Letter from the Chief Inspector of General Practice
We carried out an announced comprehensive inspection of Dr Varendar Winayak and Partner on 15 September 2016. The practice was rated as good overall. A breach of legal requirements was found relating to the Safe domain. After the comprehensive inspection, the practice submitted an action plan, outlining what they would do to meet the legal requirements in relation to the breach of regulation 12 (Safe care and treatment) of the Health and Social Care Act 2008 (Regulated Activities) Regulations 2014.
During the comprehensive inspection we found that the practice had failed to ensure that all significant events were fully recorded and that lessons were learned from incidents. We also identified areas where improvements should be made, which included reviewing how they identified patients with caring responsibilities, ensuring that details of verbal complaints were recorded, ensuring that audits were used to drive improvement, reviewing their buddy arrangement with a neighbouring practice to ensure that associated risks are identified and mitigated, ensuring that all staff knew how to use the defibrillator, ensuring that they had adequate security arrangements for the storage of prescription sheets and pads, and ensuring that uncollected prescription were reviewed.
We undertook this focussed desk-based inspection on 16 March 2017 to check that the practice had followed their plan and to confirm that they now met the legal requirements. This report covers our findings in relation to those requirements. You can read the report from our last comprehensive inspection by selecting the ‘all reports’ link for Dr Varendar Winayak and Partner on our website at www.cqc.org.uk.
Following the focussed inspection, we found the practice to be good for providing safe services.
Our key findings were as follows:
The practice had an effective system in place for reporting and recording significant events. Learning from significant events was shared with staff in order to make improvements to safety.
Since the initial inspection, the practice had reviewed its protocol for recording details about patients with caring responsibilities and had identified various opportunities where staff could potentially identify whether a patient was a carer. As a result, the number of patients recorded as carers on their clinical system had increased from 35 patients (approximately 1%) to 441 patients (approximately 11%).
The practice had an effective system for recording verbal complaints. We saw evidence that all staff were engaged in this process and that complaints were discussed in practice meetings in order that learning could be shared.
The practice had a programme of audit in place. We saw evidence that this was used to identify areas for improvement and that the impact of changes made were analysed.
The practice had a reciprocal buddy arrangement with a local small practice, who were available to provide clinical and leadership cover when the partners were absent (for example, during holidays). The practice performed background checks on staff providing cover and had taken all reasonable steps to ensure that they were appropriately trained.

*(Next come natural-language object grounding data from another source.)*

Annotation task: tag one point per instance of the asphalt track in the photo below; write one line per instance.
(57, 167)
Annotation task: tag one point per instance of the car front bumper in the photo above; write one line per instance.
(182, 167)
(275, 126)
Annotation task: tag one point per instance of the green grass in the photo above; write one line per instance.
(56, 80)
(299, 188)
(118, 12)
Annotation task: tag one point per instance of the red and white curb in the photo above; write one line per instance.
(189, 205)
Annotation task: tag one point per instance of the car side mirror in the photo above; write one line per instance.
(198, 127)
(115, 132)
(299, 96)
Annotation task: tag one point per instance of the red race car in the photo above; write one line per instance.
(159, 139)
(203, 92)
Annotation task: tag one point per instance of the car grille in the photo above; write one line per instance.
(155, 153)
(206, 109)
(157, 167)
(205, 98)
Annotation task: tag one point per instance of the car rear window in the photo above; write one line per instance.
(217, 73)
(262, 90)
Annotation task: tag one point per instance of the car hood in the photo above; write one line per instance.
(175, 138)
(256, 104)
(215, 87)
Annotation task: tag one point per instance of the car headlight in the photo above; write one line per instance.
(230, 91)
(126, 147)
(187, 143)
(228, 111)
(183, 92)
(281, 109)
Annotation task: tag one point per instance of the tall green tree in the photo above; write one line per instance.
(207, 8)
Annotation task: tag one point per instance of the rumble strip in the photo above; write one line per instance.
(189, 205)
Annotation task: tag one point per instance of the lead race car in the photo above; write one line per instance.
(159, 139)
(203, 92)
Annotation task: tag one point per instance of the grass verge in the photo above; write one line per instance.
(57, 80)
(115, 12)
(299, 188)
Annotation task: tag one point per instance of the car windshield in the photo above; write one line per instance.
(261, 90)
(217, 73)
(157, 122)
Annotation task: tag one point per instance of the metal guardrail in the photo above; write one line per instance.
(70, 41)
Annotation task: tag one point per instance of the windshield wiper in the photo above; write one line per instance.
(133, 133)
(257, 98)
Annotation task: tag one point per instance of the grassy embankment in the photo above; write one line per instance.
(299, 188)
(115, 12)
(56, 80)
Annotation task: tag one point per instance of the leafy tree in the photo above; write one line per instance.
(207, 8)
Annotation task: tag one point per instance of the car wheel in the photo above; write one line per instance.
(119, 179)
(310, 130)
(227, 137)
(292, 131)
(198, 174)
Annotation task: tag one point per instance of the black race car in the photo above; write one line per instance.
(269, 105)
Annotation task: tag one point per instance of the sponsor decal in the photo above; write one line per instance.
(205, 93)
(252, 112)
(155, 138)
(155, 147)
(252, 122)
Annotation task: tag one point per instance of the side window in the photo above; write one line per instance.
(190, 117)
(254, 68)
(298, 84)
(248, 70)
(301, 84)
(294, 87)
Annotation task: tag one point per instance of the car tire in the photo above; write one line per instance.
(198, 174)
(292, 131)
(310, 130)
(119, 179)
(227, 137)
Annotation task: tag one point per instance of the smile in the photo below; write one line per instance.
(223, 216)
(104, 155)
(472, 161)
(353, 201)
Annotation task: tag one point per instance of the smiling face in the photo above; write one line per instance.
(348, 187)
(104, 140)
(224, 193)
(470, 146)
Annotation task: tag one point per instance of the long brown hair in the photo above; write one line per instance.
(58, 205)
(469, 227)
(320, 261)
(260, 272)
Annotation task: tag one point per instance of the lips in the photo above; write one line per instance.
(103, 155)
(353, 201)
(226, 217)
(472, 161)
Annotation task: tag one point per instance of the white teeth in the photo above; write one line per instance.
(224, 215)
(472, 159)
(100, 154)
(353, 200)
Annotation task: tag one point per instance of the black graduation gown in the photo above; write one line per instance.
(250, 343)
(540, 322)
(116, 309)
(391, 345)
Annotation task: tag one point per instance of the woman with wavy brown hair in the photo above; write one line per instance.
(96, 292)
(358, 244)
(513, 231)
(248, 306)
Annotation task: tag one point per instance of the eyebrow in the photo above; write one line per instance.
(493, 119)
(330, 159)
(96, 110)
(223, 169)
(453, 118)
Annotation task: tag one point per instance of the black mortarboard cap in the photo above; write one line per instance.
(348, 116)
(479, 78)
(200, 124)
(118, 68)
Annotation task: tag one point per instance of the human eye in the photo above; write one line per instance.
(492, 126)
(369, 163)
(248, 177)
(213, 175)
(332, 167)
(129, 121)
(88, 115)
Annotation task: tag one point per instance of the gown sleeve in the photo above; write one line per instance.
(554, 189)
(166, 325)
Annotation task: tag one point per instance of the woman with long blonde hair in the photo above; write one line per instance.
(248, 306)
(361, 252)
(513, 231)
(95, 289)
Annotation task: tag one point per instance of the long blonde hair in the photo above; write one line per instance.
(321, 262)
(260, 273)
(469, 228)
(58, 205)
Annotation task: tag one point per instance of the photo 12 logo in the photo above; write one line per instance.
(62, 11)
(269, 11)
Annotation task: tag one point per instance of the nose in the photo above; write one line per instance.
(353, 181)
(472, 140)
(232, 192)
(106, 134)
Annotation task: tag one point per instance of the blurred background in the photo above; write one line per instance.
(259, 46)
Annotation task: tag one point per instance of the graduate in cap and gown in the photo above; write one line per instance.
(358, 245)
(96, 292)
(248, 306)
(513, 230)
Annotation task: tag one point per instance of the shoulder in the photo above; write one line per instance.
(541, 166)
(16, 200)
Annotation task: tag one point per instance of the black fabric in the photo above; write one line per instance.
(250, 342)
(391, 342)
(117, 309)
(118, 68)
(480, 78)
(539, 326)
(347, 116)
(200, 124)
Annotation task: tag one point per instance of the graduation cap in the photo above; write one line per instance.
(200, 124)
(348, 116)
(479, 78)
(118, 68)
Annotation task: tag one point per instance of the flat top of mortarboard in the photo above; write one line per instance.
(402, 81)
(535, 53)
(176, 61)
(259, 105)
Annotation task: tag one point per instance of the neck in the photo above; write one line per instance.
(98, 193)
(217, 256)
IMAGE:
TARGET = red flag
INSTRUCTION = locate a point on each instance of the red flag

The practice had purchased a defibrillator following the initial inspection, and we saw evidence that all staff had been trained to use it.
The practice had arrangements in place to ensure that blank prescription pads and sheets were stored securely, and we saw evidence that all staff had been made aware of these arrangements and their responsibilities in relation to them.
The practice had a process in place to regularly review prescriptions which had not been collected, and patients were contacted by phone and text message to remind them to collect their prescriptions.